Культура 14 сен 2020 2247

​Ко дню рождения поэта. Владимир Липатов. Избранные стихи

Фото Юрия Извекова

Город без собеседников

 

 

…Как многие провинциальные литераторы Владимир Липатов имел некую сокровенную идею, - он часто говорил о желании написать повесть или пьесу или поэму «Город без собеседников». Фразу эту он обнаружил в переписке сосланного в Верхнеудинск декабриста Евгения Оболенского. О нём собственно и хотел Володя писать. Но в этом постоянном возвращении к самой фразе, в том, как он повторял «город без собеседников», - без сомнения крылось и нечто глубоко личное. Мне, во всяком случае, так казалось. Особенно в последние годы.
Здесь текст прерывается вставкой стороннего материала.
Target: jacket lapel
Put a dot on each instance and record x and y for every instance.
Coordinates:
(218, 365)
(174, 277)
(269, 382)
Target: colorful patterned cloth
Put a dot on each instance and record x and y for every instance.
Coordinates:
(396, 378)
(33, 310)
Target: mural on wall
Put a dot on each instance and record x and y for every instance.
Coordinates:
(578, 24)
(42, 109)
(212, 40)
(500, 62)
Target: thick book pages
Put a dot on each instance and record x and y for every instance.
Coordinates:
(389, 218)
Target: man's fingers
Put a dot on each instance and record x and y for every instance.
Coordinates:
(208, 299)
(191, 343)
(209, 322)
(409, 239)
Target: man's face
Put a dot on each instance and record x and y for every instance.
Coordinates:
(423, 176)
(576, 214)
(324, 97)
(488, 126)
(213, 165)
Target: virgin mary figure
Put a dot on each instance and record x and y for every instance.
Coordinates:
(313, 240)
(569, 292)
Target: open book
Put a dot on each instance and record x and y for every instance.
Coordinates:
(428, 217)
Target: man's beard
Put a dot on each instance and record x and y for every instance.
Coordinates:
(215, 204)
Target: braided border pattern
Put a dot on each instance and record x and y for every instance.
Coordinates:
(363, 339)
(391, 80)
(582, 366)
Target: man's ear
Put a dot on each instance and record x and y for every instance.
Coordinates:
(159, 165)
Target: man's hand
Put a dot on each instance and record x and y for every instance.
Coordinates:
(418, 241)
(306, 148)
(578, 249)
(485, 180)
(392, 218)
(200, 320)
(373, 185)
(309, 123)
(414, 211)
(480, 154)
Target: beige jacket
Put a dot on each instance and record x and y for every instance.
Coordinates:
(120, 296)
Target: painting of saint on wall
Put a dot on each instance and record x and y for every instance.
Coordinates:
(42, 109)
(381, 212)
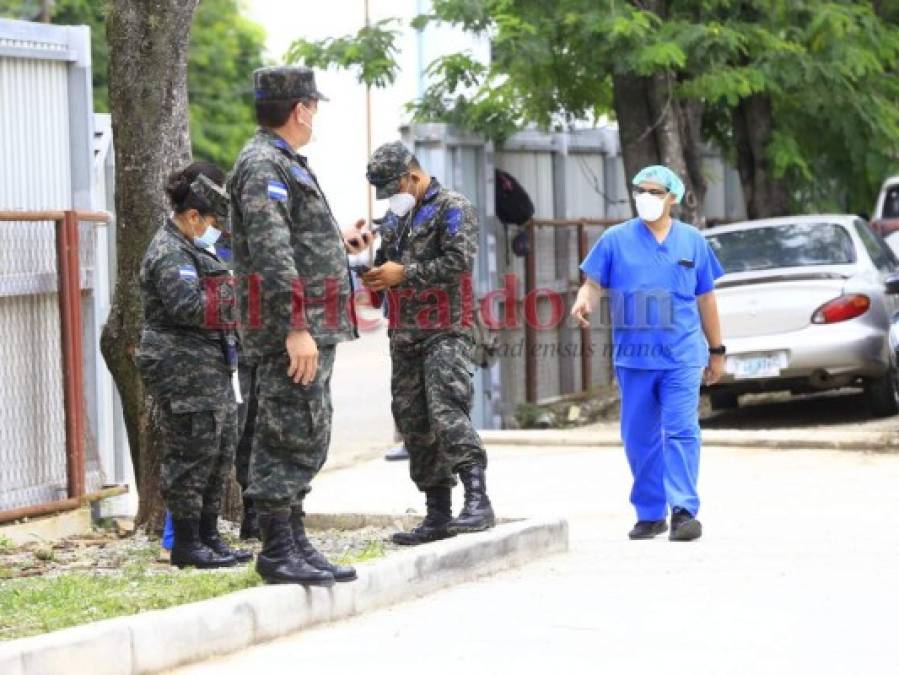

Владимир Липатов был вполне состоявшимся поэтом в том смысле, который это слово содержало в себе в 70-е - 80-е годы. Выходили его сборники достаточно регулярно, публикации в региональных и центральных журналах тоже имели место.

Он не один год работал редактором поэтических изданий Бурятского книжного издательства. Встречи с читателями, общение с коллегами - всё как у всех.

И как у всех, в 90-е - растерянность, безработица в буквальном смысле слова, поиск ориентиров. А потом - болезнь. А потом - всё…

Его негромкий голос в хоре русских поэтов различим и индивидуален. Книги его, слава Богу, доступны (а вышло их немало - 11), но я хотел бы познакомить читателя с несколькими стихами, которые люблю давно и которые часто вспоминаю. Это ведь и есть главный признак поэтического качества.

Кроме того, позволю себе поделиться несколькими мыслями о Володе и его стихах

как человек, которого он великодушно дарил дружбой в течение девятнадцати последних своих лет.

Липатов поэт городской. Его поэзия - рентгеновский снимок города. Именно - Улан-Удэ. Тут уместно вспомнить Намжила Нимбуева, специально культивирующего тему Города. Володя и кратко вспыхнувший юный поэт были близко дружны в общей молодости.

Хотя значительная часть стихов Липатова посвящена природе, которую он тонко чувствует и неповторимо своеобразно лирически одушевляет, преимущество образного восприятия преломлено у него именно городским мироощущением, где самые обыденные (а порой - низменные) проявления городского отчужденного быта одухотворяются глубинной правдой любви и природной силой Володиного темперамента.

Володя лирик по преимуществу. Лирическое переживание в поэтике Липатова - незаемно, личностно обеспечено подлинным, осязаемым, почти всегда болезненно-совестливым опытом.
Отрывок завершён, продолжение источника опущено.